Computers may be getting smaller and faster, but the amount of information streaming through wires everywhere is still far outpacing our machines’ processing capacity. Computer scientists and mathematicians have in the past few decades been tackling the analysis of extremely large datasets – for example, continuous streams from sensors or satellites.
One of the issues researchers deal with is identifying and characterizing algorithms that are efficient for dealing with such massive data quantities. Large datasets are often linear – that is, they arrive in a continuous stream, one chunk of data at a time – and this makes it difficult, or sometimes impossible, to go back and obtain earlier information. Prof. Robert Krauthgamer of the Weizmann Institute of Science’s Computer Science and Applied Mathematics Department explains that the typical questions asked about data streams – and hopefully answered using computer algorithms – can be sorted into those that are practically impossible to answer – they would take prohibitive amounts of computing memory – and those that are easy, or tractable. Sometimes two questions may even seem to be very similar, yet one may be easy and the other very hard to answer.
Krauthgamer gives a real-life example to clarify the questions that can be asked: To identify a so-called “distributed denial of service” (DDOS) attack, in which a server is overloaded with excessive communication, technicians may want to know how many different computers contacted the server over a 24-hour period, and which computer had done so the most times. Figuring this out from the digital identity – the IP address – of each of these computers will be highly inefficient if the server has to scan its entire history. But a clever algorithm can estimate the number of computers in question with an error margin of something like 1%. And while it is difficult to find, with certainty, the IP address that shows up the most times in the dataset, an algorithm can use carefully chosen random samples to create a highly accurate list of “heavy hitters.”
There is an inherent mathematical principle that can describe this behavior
One sign of a good algorithm is that it uses a much smaller amount of memory than the dataset itself, so that the computation can be fast and efficient. In recent studies, Krauthgamer and his colleagues came up with proofs for identifying which problems are easy or hard. Going back to the example of the DDOS attack by way of explanation, he says that any algorithm for finding the heaviest hitter in the data stream – or just its frequency – would be inefficient. But there is another question that is easier – and more important in this case – to answer: Can we estimate how many distinct addresses have a frequency greater than 0 (that is, they appear at least once)? Such calculations involve a commonly used type of function known as an L P norm, in which the exponent p is some number. When p=0, the function is easy to estimate; when p=infinity it is extremely difficult. What lies in between? It turns out that anything over p=2 is hard, while anything up to and including 2 is easy; and there is a sharp transition between them – something resembling a phase transition in physics. Why should this be? The explanation has generally been that anything over 2 is similar to infinity. But in the course of characterizing a more general class of all symmetric functions, Krauthgamer and his colleagues provided two proofs that clarify this sharp dividing line, showing there is an inherent mathematical principle that can describe this behavior.

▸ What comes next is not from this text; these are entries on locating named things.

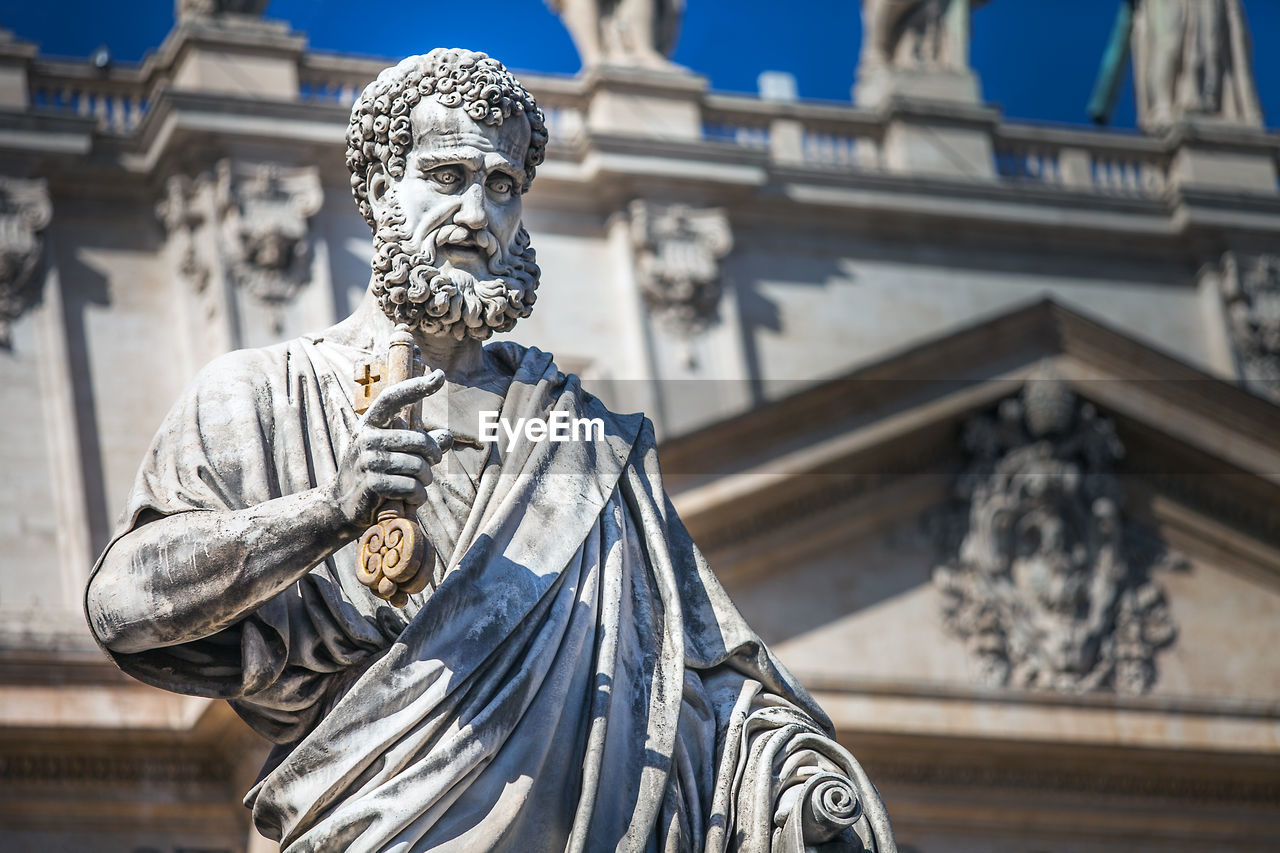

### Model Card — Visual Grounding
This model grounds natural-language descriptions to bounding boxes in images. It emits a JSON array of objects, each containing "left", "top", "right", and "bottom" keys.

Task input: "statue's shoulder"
[
  {"left": 191, "top": 342, "right": 296, "bottom": 393},
  {"left": 485, "top": 341, "right": 653, "bottom": 444}
]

“What I find most compelling about these proofs,” says Krauthgamer, “is that we used math that has nothing to do with algorithms to explain whether an efficient algorithm can exist or not.”
In another study, Krauthgamer looked at a larger class of problems, asking if it is possible to tell if a new problem has an efficient algorithm. The method that is perhaps the most fundamental one in computer science, called reduction, is used to mathematically convert the new problem to a canonical known one, such as the Lp in the above example, and then to rely on the algorithm known to solve the canonical problem. But if this method fails – that is, if the new problem or question cannot be converted to the canonical one – can one find an efficient algorithm by a different method? Krauthgamer and his colleagues have now proved that if the new question cannot be converted, then there cannot be a good algorithm. Their proof was based on a classical area of math that is named after the Polish mathematician Stefan Banach, who developed it in the 1920s. “Basic logic now tells us that if there is a good algorithm, no matter how sophisticated or clever, then the new problem can also be converted to the canonical one,” says Krauthgamer. “Our contribution has been to demonstrate that something is algorithmically possible if, and only if, a simple mathematical conversion exists.”
Krauthgamer: “We explain a particular computational phenomenon by something that appears to be unconnected, for example, by a branch of math that contains no elements whatsoever of computers or algorithms. These characterizations get to the very root of such problems as why p>2 is hard, giving us an overarching, holistic explanation of why they occur.”
Although Krauthgamer’s work is theoretical, it informs the work of computer scientists who deal with complex data streams that may include anything from communications networks to extensive records from retail chains, astrophysics or biological experiments.